Mental Health Bell Story
What is the History Behind the MHA Bell?
During World War II, future leaders of the National Mental Health Association worked in state mental hospitals. There, they witnessed the deplorable and inhumane treatment of patients with mental illnesses who were chained to the hospital walls. This experience inspired the men to devote their time to improving the lives of all those who suffer from mental illnesses, and changing the way America thinks about persons with mental illness.
In 1950 the leaders of the National Mental Health Association chose a bell as their symbol. Two years later, volunteers at the Mental Health Association's National Headquarters in New York collected the metal restraints from hundreds of mental hospitals across the country and piled them in the building's lobby. These restraints were then shipped to the McShane bell foundry in Baltimore, Maryland, where in 1953, they were dropped into a crucible and cast into a 300 pound bell.
Nothing could proclaim hope for those who have a mental illness more dramatically than a bell cast from the actual chains and shackles used as restraints for persons with mental illnesses. The bell bears the following inscription:
“Cast from the shackles which bound them, this bell shall ring out for the mentally ill and victory over mental illness.”
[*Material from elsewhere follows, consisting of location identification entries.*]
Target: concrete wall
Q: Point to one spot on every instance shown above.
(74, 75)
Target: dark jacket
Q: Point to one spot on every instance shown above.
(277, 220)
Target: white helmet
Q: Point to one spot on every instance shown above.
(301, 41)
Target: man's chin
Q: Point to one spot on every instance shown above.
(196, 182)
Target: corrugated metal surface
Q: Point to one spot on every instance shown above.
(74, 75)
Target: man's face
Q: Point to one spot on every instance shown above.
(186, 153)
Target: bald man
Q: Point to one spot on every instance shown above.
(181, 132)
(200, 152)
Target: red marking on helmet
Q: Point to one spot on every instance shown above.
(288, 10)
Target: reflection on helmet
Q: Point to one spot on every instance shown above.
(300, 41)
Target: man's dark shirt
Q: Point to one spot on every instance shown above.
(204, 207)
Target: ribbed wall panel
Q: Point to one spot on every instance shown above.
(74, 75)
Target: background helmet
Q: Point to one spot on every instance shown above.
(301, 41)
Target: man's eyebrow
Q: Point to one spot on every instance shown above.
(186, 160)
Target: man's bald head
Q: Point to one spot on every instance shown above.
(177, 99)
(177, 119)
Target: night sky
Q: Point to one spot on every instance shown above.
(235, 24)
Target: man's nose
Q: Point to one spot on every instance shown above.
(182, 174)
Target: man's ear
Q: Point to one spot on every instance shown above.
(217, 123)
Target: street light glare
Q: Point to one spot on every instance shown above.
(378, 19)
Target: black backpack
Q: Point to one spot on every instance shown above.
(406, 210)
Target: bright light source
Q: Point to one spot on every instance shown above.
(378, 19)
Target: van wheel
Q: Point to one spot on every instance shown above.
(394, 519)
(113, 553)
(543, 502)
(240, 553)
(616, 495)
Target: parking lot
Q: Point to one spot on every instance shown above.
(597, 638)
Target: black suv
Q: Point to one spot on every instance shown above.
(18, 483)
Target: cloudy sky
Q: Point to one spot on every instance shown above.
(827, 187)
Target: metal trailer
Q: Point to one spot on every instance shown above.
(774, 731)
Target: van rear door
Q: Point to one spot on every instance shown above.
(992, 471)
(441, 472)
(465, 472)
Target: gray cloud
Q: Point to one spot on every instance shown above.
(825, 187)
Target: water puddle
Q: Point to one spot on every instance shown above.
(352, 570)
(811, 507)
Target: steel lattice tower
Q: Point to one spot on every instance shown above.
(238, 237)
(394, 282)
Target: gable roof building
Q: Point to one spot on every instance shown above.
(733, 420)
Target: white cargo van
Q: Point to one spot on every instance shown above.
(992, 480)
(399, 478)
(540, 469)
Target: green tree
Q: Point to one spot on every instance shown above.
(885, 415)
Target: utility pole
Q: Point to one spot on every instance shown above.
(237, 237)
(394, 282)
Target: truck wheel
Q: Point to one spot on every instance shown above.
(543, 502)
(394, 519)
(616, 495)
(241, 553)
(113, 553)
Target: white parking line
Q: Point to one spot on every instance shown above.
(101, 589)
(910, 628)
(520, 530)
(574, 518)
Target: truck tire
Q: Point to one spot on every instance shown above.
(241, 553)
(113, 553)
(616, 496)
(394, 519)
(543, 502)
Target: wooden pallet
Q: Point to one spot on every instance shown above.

To many, a bell symbolizes freedom and liberty. For the 40 million Americans affected by mental illnesses, the bell serves as a reminder of the more insidious chains of stigma and discrimination that still bind people with mental illnesses.
Presidents, national mental health leaders and a host of others from around the world have rung the Mental Health Bell, which stands as a national symbol for the mental health movement. When not in use for such special events, the Mental Health Bell is displayed at the National Mental Health Association's Headquarters in Alexandria, VA.
Founded in 1909 by Clifford W. Beers, who suffered from a serious mental illness, the National Mental Health Association is the nation's oldest and largest non-governmental, citizen’s voluntary organization concerned with all aspects of mental disorders and mental health.